Dunque, si scriveva della frittura e di come sublimi il palato ma, ahimè, molto meno qualcos’altro. E tra le tantissime specialità, ne vogliamo segnalare una in particolare, la cui storia si perde addirittura tra le righe di due dei testi sacri più letti (e studiati) di tutti i tempi. Sia la Bibbia che il Corano menzionano infatti un particolare “pane dolce”, poi divenuto una frittella (chiamata sfincia, dall’arabo isfanǧ, ovvero “spugna”), che rientrava a pieno titolo nei piatti della tradizione mediorientale, quelli cioè fritti in olio o grassi. Ebbene, a cavallo dell’anno Mille, i conquistatori saraceni fecero ovviamente conoscere questa loro specialità ai sudditi siciliani, i quali però, come è sempre successo, ci misero “del loro”, eccome. Si narra infatti che secoli dopo la dominazione musulmana, le suore del Monastero delle Stimmate di San Francesco (edificio che, a Palermo, non è più esistente poiché abbattuto nel 1875 per creare lo spazio urbanistico necessario alla costruzione del Teatro Massimo), legarono per sempre questo grande e soffice bignè fritto e decorato col solo zucchero a velo – quindi dalla ricetta piuttosto semplice – alla figura di San Giuseppe, il Santo degli Umili, che, secondo una certa tradizione, da falegname, dopo la nascita di Gesù e vivendo in una terra che non era più la sua, divenne venditore di frittelle: da tutto questo, il nome della specialità di cui si sta scrivendo, ovvero “Sfincia di San Giuseppe”.
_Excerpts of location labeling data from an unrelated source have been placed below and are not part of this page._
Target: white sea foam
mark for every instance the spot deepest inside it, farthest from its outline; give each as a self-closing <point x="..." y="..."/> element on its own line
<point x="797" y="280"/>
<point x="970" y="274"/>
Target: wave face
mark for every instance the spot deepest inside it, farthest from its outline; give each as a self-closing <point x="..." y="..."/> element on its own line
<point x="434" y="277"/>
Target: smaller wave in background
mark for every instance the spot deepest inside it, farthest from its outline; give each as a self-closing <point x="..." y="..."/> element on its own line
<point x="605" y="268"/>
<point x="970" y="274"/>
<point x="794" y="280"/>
Ma chiaramente non è finita qui, perché infatti, ulteriori secoli dopo, furono i maestri pasticceri palermitani (i quali intanto avevano ereditato dalle clarisse del capoluogo la ricetta della sfincia) che ebbero l’intuizione di “impreziosirla” con l’aggiunta di ricotta di pecora nella parte sommitale, creandone così una prima versione, quella schetta, che poi diventa maritata se la crema di ricotta è inserita anche all’interno della sfincia stessa. Quindi la succulente croccantezza della cialda fritta unita alla morbida cremosità della ricotta: un vero tripudio di sentori gustativi, e su questo siamo tutti d’accordo.
Ma non c’è stato solo l’innesto dell’ingrediente ricotta, perché cominciarono a essere utilizzate anche scorze d’arancia candita, scaglie di cioccolato fondente e granella di pistacchio o mandorla, il tutto a decorare una specialità che è ormai entrata a far parte dei classici della pasticceria siciliana (le è stata infatti riconosciuta anche l’etichetta PAT, ovvero l’essere un Prodotto Agroalimentare Tradizionale), da poter gustare in qualunque giorno dell’anno e non solo, quindi, il 19 marzo, in occasione della Festa del papà, nel giorno dedicato proprio a San Giuseppe.